Biographical details
- Born: August 20, 1991 (age 34) Raleigh, North Carolina, U.S.

Playing career
- 2009–2013: Penn State
- Position: Offensive lineman

Coaching career (HC unless noted)
- 2014–2015: NC State (GA)
- 2016–2017: Western Illinois (OL)
- 2018–2019: Western Illinois (AHC/co-OC/OL)
- 2020: Penn State (analyst)
- 2021–2022: Penn State (TE)
- 2023–2025: Penn State (co-OC/TE)
- 2026–present: Virginia Tech (OC/TE)

= Ty Howle =

American football player and coach (born 1991)

Ty Howle (born August 20, 1991) is an American football coach who is the offensive coordinator at Virginia Tech.
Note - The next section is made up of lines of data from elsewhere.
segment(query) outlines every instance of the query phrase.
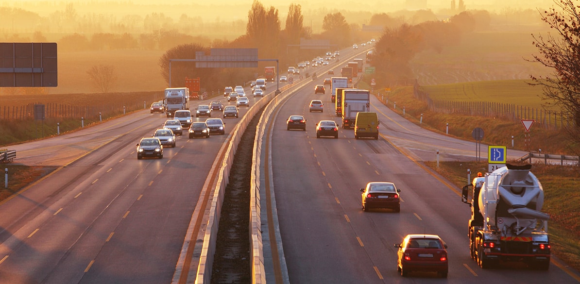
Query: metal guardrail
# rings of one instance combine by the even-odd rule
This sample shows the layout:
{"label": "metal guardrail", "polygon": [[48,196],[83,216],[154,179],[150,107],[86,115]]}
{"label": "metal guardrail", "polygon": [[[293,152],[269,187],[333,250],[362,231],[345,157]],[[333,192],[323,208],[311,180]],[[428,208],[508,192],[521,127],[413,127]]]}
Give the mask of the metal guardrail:
{"label": "metal guardrail", "polygon": [[16,150],[0,151],[0,162],[3,163],[12,162],[16,158]]}
{"label": "metal guardrail", "polygon": [[[553,161],[560,160],[560,165],[564,165],[564,162],[566,161],[574,161],[577,162],[578,163],[577,165],[580,165],[580,156],[567,156],[566,155],[550,155],[548,154],[536,154],[532,153],[531,152],[528,153],[525,156],[516,160],[517,162],[524,162],[528,160],[530,163],[532,162],[532,158],[539,158],[544,159],[544,163],[548,165],[548,161]],[[553,163],[550,163],[553,164]]]}

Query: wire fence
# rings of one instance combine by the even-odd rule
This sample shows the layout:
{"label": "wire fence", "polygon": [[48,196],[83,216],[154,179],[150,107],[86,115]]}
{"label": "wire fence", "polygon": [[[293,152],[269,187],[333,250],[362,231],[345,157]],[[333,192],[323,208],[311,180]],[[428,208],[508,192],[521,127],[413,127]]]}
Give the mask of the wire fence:
{"label": "wire fence", "polygon": [[[66,104],[32,103],[24,105],[0,106],[0,119],[3,121],[22,121],[34,119],[35,105],[44,104],[44,119],[79,118],[92,119],[102,117],[111,117],[127,112],[143,110],[151,103],[163,99],[163,92],[155,92],[143,96],[139,99],[119,100],[103,103],[99,105],[72,105]],[[37,114],[38,116],[39,114]]]}
{"label": "wire fence", "polygon": [[520,122],[521,119],[531,119],[535,124],[539,124],[549,130],[573,126],[575,124],[574,116],[570,112],[557,112],[513,104],[490,101],[433,100],[429,97],[429,93],[420,89],[418,84],[415,84],[413,89],[416,99],[427,102],[429,110],[437,112],[502,118],[516,122]]}

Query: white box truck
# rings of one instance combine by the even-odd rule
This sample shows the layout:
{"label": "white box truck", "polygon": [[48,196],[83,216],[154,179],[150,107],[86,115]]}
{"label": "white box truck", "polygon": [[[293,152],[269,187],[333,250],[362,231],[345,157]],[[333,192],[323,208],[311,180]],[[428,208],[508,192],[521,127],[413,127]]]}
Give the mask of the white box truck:
{"label": "white box truck", "polygon": [[331,77],[330,79],[330,100],[334,103],[336,100],[336,88],[349,88],[349,78],[346,77]]}
{"label": "white box truck", "polygon": [[354,126],[357,113],[369,111],[370,94],[368,90],[345,89],[342,90],[342,128]]}
{"label": "white box truck", "polygon": [[165,89],[165,115],[173,117],[175,111],[189,110],[189,88],[168,88]]}

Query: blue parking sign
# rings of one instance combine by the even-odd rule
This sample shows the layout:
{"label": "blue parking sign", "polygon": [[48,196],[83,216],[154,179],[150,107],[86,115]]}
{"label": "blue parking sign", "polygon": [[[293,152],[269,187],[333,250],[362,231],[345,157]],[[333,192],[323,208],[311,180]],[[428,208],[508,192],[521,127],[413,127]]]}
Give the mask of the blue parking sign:
{"label": "blue parking sign", "polygon": [[488,146],[487,162],[489,163],[506,163],[505,146]]}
Previously, he was the tight ends coach and co-offensive coordinator at Penn State University, a role where he was named Football Scoop's 2024 National Tight Ends Coach of the Year.

Howle played college football at Penn State University as an offensive lineman from 2009 to 2013. He previously served as an assistant coach at Western Illinois University and North Carolina State University.
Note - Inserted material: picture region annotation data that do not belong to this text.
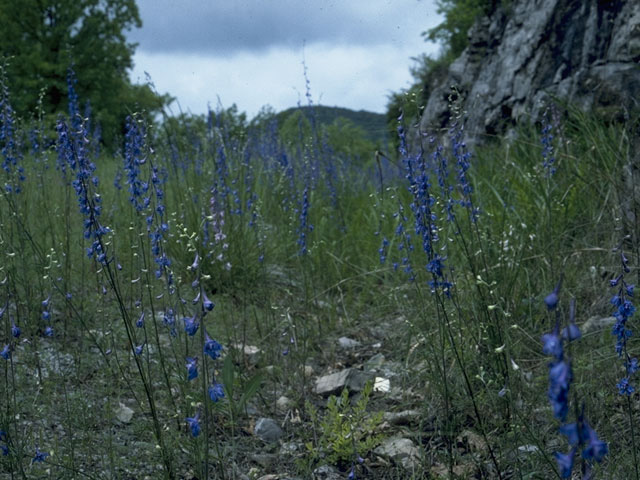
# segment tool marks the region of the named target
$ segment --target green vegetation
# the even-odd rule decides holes
[[[431,91],[445,78],[449,65],[460,56],[468,44],[468,32],[482,15],[490,16],[510,0],[438,0],[438,13],[444,21],[423,32],[425,40],[437,42],[440,52],[436,57],[419,55],[413,58],[411,68],[413,84],[391,94],[387,105],[387,125],[395,132],[398,116],[403,113],[407,125],[417,122],[426,107]],[[392,137],[395,138],[395,137]],[[397,144],[396,144],[397,146]]]
[[[83,113],[89,102],[103,141],[115,146],[128,113],[157,113],[169,100],[129,81],[134,45],[125,34],[140,26],[134,0],[1,0],[0,59],[13,108],[32,120],[66,112],[73,69]]]
[[[558,427],[588,419],[610,451],[587,457],[596,474],[629,477],[636,413],[597,326],[621,268],[611,249],[625,281],[637,273],[621,243],[638,228],[620,220],[627,131],[571,112],[469,157],[452,127],[441,148],[363,168],[290,118],[287,137],[233,108],[162,129],[136,115],[118,156],[85,147],[84,120],[60,120],[40,142],[52,148],[3,137],[3,471],[554,478]],[[571,395],[550,405],[557,350],[540,339],[570,323],[571,298]],[[317,380],[346,367],[389,388],[325,401]],[[407,411],[406,426],[380,422]],[[263,417],[279,439],[259,436]],[[395,439],[409,460],[374,453]]]

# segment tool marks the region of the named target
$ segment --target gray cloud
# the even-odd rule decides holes
[[[403,43],[432,26],[432,2],[418,0],[138,0],[141,50],[215,56],[303,42]],[[417,10],[424,16],[415,15]],[[414,12],[414,14],[408,13]]]

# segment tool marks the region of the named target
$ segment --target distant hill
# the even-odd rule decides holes
[[[309,117],[314,115],[316,122],[319,124],[329,125],[338,117],[346,118],[362,128],[366,132],[367,138],[374,143],[384,146],[389,141],[385,114],[367,112],[365,110],[356,111],[342,107],[325,107],[323,105],[293,107],[276,114],[278,125],[282,125],[289,115],[299,110]]]

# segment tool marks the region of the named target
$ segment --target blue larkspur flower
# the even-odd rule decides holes
[[[4,358],[5,360],[9,360],[9,358],[11,357],[11,346],[8,343],[4,346],[2,351],[0,351],[0,357]]]
[[[204,353],[209,355],[213,360],[220,356],[222,345],[213,340],[209,334],[204,332]]]
[[[209,398],[214,403],[224,398],[224,386],[221,383],[209,385]]]
[[[193,380],[198,376],[198,358],[187,357],[187,379]]]
[[[571,365],[567,361],[561,360],[551,364],[547,396],[551,402],[553,416],[563,422],[567,418],[569,410],[569,385],[571,380]]]
[[[187,332],[187,335],[193,337],[198,331],[198,326],[200,323],[196,320],[196,316],[193,317],[184,317],[184,331]]]
[[[36,447],[36,454],[34,455],[33,459],[31,460],[31,463],[44,462],[47,459],[48,456],[49,456],[49,453],[41,452],[40,449],[38,447]]]
[[[208,312],[210,312],[211,310],[213,310],[213,307],[215,307],[215,303],[213,303],[211,300],[209,300],[209,298],[207,297],[206,293],[202,293],[202,306],[204,307],[205,310],[207,310]]]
==Early life and playing career==
Born in Raleigh, North Carolina, Howle played at Bunn High School under his father, David Howle.

He played collegiate football at Penn State University from 2009 to 2013 as an offensive lineman, appearing in 47 career games and making 13 starts at center and left guard. Howle served as a team captain during the 2013 season.

During his career, Howle earned four Academic All-Big Ten selections. He concluded his playing career by receiving the Maginnis Memorial Award, presented annually to Penn State’s most outstanding senior offensive lineman. He earned a Bachelor of Science in kinesiology from Penn State in 2013 and later completed a Master of Arts in liberal studies at North Carolina State University in 2015.

==Coaching career==
===NC State===
In 2014, Howle began his coaching career at North Carolina State University as a graduate assistant where he worked with future NFL players such as Joe Thuney

===Western Illinois===
In 2016, Howle was hired as the offensive line coach at Western Illinois University under head coach Charlie Fisher.

In 2017, Western Illinois led the Missouri Valley Conference in fewest sacks allowed per passing attempt and earned an FCS playoff berth.

In 2018, Howle was retained and promoted to assistant head coach, co-offensive coordinator and offensive line coach under head coach Jared Elliott. The team ranked 21st nationally in passing.

===Penn State===
In 2020, Howle joined Penn State University as an analyst.

In 2021, Howle was hired as the tight ends coach at Penn State University under head coach James Franklin.

In 2023, Howle was promoted to co-offensive coordinator and tight ends coach.

=== Virginia Tech ===
In 2025, Howle was hired as the offensive coordinator at Virginia Tech under head coach James Franklin.

==Personal life==
Howle and his wife, Karen, have two sons.